Internationally acclaimed sculptor Neil Dawson is widely acknowledged as one of New Zealand’s leading and most prominent sculptors. Dawson’s inventive sculptures defy convention and challenge our perception of space, volume, weight and movement. In exploring the interplay between reality and illusion, the invariable and the unexpected, Dawson’s work offers a multitude of perspectives which are tantalisingly revealed as the viewer moves around and in front of each work. In his latest series Deck, Dawson has scaled-up and manipulated the form of a playing card. Each is “cunningly cut and bent into ornate shapes – balancing positive and negative, recession and projection...with typical Dawsoneque playfulness. As he often does, Dawson takes something recognisable and relatively mundane, and manipulates it in terms of material and scale until it becomes something almost architectural. Each is a variation on a theme, exploring the possibilities of making a two-dimensional form take up three-dimensional space with just folding and cutting in a pure economy of material. They are exquisite”. (1)
Mike Petre’s Field Study series has attained an iconic status. The result of the artists’ ongoing exploration into themes and concepts surrounding the New Zealand rural environment, Petre’s highly recognisable large scale portrayals of cattle are intensely striking compositions of rhythmic, gestural planes of dripping black paint upon a stark pale canvas. These are paintings of illusion where elements of abstraction and realism intertwine.

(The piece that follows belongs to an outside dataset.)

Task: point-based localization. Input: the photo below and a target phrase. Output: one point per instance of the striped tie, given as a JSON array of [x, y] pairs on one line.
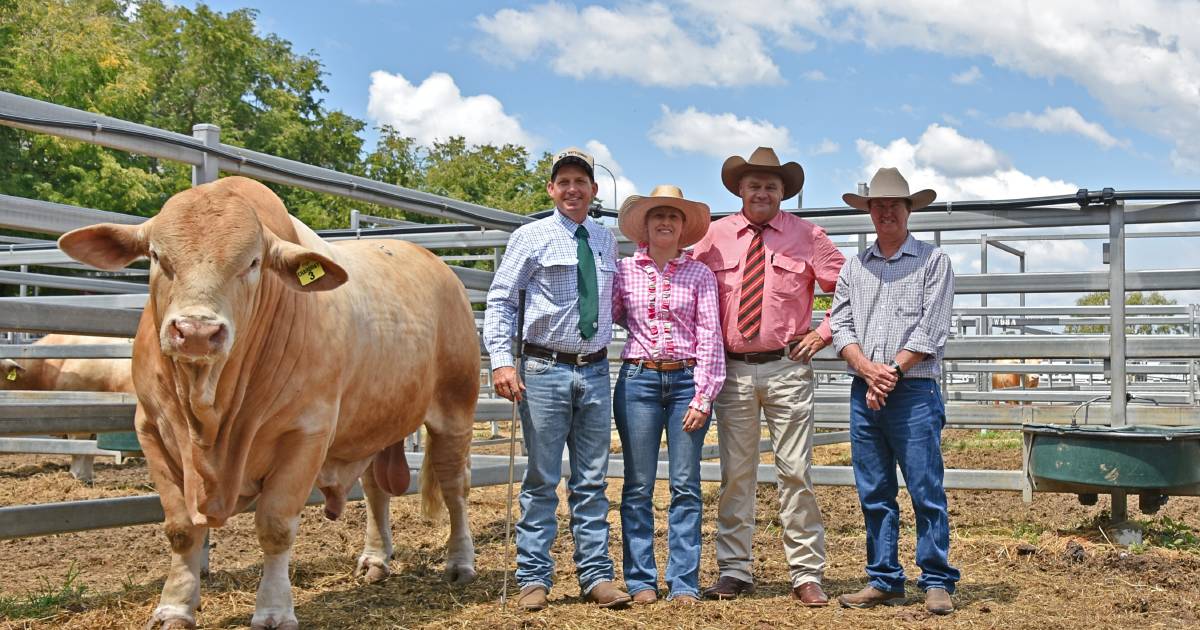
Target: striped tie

Callum Arnold has risen to national prominence quickly and this is undoubtedly due to his emerging with a fully formed visual language entirely his own and array of painterly skills other artists remark on. Arnold reveals an inhabited, worked landscape marked by the divisions of fence lines, gates, and telegraph poles. The landscape is intersected, dissected and recomposed creating an intrigue of multiple images and perspectives. In every painting there is a journey in progress. The viewer anticipates change is imminent yet each painting undeniably “exudes a sense of tranquillity of time stilled, a dream frozen”. (2)
1. Andrew Paul Wood, “Not just a pack of cards,” The Press, May 20 2009.
2. Warwick Brown, Seen This Century: 100 New Zealand Contemporary Artists, RHNZ Godwit, 2009.